Pauline Stuart ( Cushnie; born 1 August 1956) is a former pioneer female fell runner, being the first woman to win many of the classic fell races in the late 1970s and early 1980s, some as soon as they allowed women to enter.

== Early life ==
Stuart was born in Northampton but raised in Southport. She left school at eighteen and began training as a nurse, but moved on to go to work for the Youth Hostels Association (YHA). She had been inspired by seeing Joss Naylor out running on the fells when she worked at the YHA at Wasdale.

== Running career ==
In 1979 a female Fell Runner of the Year contest was instigated, and Pauline was the winner of the second title in 1980. Stuart then had a couple of years of injuries and operations, including issues with a bunion and a heel spur.

She returned in 1984 for another attempt at the British Fell Championships (as it was now called), managing to win it that year and again in 1985, giving her three titles in total. In 1984 she won ten out of ten of her championship counters, sealing it with her win at the Ben Nevis Race.

Having split from her former husband Pete Haworth, she married her fellow fell running champion Kenny Stuart at the end of 1985. Pauline and Kenny swept all before them in 1984 and 1985, winning many doubles at races. Unusually, both the male and female British championships were retained in successive seasons.

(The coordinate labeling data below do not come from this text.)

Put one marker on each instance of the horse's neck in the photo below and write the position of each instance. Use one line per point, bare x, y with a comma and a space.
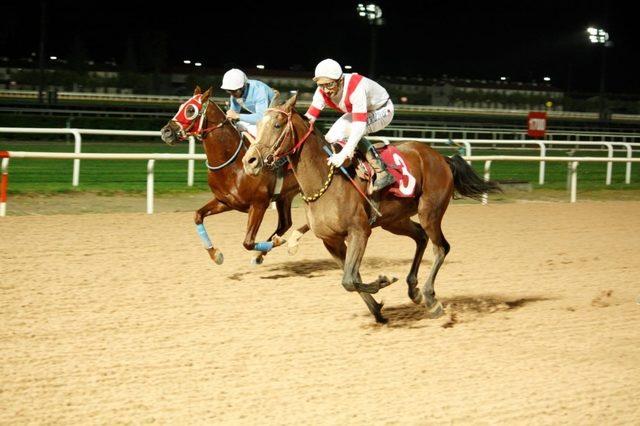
220, 143
310, 164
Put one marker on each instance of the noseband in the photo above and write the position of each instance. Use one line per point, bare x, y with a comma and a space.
288, 130
199, 133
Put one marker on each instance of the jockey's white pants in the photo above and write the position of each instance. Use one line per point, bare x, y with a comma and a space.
376, 121
243, 126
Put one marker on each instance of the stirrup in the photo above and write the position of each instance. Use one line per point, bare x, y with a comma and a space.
383, 180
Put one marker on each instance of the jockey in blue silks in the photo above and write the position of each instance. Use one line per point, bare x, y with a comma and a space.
252, 96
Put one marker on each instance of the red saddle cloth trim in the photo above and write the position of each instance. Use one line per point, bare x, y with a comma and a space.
387, 154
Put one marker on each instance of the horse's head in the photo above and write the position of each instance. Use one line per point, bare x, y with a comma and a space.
189, 120
276, 137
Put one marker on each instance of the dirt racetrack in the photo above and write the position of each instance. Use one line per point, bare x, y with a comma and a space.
122, 318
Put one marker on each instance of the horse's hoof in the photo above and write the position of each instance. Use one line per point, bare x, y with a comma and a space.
292, 248
278, 241
381, 320
257, 260
216, 255
416, 297
436, 310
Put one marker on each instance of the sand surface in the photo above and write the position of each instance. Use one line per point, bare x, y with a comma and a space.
122, 318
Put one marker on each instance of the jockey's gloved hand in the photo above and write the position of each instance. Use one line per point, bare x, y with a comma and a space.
232, 115
337, 159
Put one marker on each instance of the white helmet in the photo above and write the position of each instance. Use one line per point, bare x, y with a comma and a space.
327, 70
233, 79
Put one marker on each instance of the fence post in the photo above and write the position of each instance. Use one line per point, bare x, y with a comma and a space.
150, 165
4, 184
609, 163
543, 153
192, 150
487, 176
75, 180
627, 175
574, 180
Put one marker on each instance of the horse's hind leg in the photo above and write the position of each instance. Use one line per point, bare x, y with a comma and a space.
430, 214
284, 221
338, 251
351, 280
212, 207
414, 231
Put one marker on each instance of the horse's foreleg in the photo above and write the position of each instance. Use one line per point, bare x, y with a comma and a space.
351, 281
414, 231
212, 207
284, 218
430, 219
256, 214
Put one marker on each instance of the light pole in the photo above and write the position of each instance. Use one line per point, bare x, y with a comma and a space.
601, 37
373, 14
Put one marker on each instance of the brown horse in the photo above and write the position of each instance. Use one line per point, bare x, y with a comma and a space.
340, 216
232, 188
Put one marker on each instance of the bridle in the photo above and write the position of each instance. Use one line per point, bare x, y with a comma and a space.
200, 133
275, 155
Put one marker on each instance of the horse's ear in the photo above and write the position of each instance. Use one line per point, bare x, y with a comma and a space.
276, 99
291, 102
206, 94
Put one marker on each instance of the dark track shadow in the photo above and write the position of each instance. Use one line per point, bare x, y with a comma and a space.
312, 268
457, 310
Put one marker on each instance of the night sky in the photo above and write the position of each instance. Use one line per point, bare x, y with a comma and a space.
524, 40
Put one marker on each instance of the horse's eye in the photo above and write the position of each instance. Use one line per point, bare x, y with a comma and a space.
191, 112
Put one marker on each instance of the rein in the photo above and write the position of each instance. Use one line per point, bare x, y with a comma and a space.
289, 129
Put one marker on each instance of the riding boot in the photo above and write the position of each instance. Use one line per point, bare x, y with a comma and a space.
383, 177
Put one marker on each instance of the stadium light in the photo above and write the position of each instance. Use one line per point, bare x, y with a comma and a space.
600, 37
373, 14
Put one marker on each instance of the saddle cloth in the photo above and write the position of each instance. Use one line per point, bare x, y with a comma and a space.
405, 184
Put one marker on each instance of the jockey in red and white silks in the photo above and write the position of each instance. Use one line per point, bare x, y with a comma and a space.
367, 109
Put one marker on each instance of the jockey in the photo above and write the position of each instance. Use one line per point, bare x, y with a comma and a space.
251, 95
366, 107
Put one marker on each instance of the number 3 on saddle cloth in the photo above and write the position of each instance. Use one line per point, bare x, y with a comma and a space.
405, 184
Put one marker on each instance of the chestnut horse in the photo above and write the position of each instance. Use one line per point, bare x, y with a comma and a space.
340, 216
232, 188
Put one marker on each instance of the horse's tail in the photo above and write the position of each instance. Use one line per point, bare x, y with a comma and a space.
466, 181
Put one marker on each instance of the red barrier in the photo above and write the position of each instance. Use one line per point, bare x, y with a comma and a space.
4, 183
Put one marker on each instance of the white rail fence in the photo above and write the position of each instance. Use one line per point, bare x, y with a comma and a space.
543, 145
77, 148
151, 159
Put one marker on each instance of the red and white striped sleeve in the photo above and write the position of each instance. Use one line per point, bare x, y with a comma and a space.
317, 105
359, 103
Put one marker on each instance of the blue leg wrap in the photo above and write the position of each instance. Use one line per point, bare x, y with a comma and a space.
202, 233
263, 246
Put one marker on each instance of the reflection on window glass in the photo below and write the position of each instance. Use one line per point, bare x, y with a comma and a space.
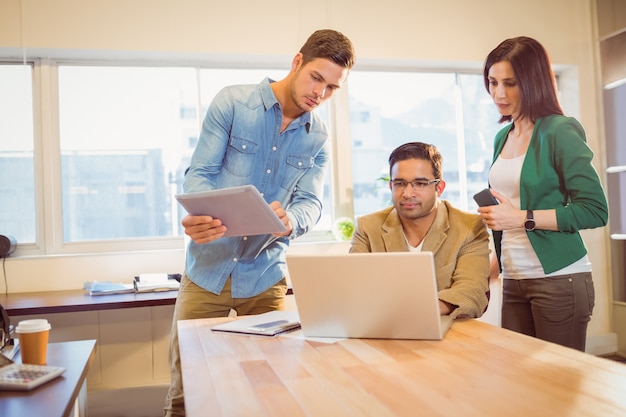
123, 134
388, 109
17, 188
127, 135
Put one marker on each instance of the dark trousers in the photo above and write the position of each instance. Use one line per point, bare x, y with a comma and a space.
556, 309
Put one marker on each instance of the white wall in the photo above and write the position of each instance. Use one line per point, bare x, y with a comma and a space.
455, 33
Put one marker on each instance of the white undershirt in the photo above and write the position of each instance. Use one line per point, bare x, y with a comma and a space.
417, 248
519, 260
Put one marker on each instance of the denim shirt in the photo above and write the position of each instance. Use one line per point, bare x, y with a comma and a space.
240, 144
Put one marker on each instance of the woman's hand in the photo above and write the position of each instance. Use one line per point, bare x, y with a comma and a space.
502, 216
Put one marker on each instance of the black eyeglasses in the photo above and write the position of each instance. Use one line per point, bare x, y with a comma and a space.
416, 184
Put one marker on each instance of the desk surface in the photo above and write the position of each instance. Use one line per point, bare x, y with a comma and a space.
57, 397
477, 370
46, 302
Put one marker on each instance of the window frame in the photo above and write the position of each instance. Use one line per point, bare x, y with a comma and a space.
47, 155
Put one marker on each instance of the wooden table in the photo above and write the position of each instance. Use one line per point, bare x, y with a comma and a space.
60, 397
477, 370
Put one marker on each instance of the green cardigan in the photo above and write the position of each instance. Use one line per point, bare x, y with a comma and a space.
557, 174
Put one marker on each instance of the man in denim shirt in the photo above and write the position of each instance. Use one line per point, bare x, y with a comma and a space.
264, 135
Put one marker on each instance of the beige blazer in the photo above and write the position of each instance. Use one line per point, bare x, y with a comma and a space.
460, 245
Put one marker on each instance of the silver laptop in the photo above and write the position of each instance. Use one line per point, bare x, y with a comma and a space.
367, 295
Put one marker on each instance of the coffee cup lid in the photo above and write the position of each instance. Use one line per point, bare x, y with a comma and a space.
32, 326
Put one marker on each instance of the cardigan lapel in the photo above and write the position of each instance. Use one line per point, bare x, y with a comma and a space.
392, 234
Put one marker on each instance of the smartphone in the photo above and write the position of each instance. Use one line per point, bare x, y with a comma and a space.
484, 198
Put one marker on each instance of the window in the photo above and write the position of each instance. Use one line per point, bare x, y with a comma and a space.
17, 185
123, 137
451, 111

Stuart won the Snowdon Race three times (in 1980, 1984 and 1985), setting a record each time. The 1985 Snowdon time (which has subsequently been beaten) was 1:20:29. Pauline had also set the course record for the Ben Nevis race on 1 September 1984, with a time of 1:43:25, which stood for 34 years before being broken by 24 seconds by Victoria Wilkinson in 2018.

She set new marks in the 1984 season at the fell races at Fairfield, Borrowdale, Latrigg (which lasted 21 years), Three Shires and Dunnerdale.

Stuart competed in the first World Cup of Mountain Running, in San Vigilio, Italy, in 1985, finishing ninth, despite feeling sick, not knowing that she was pregnant.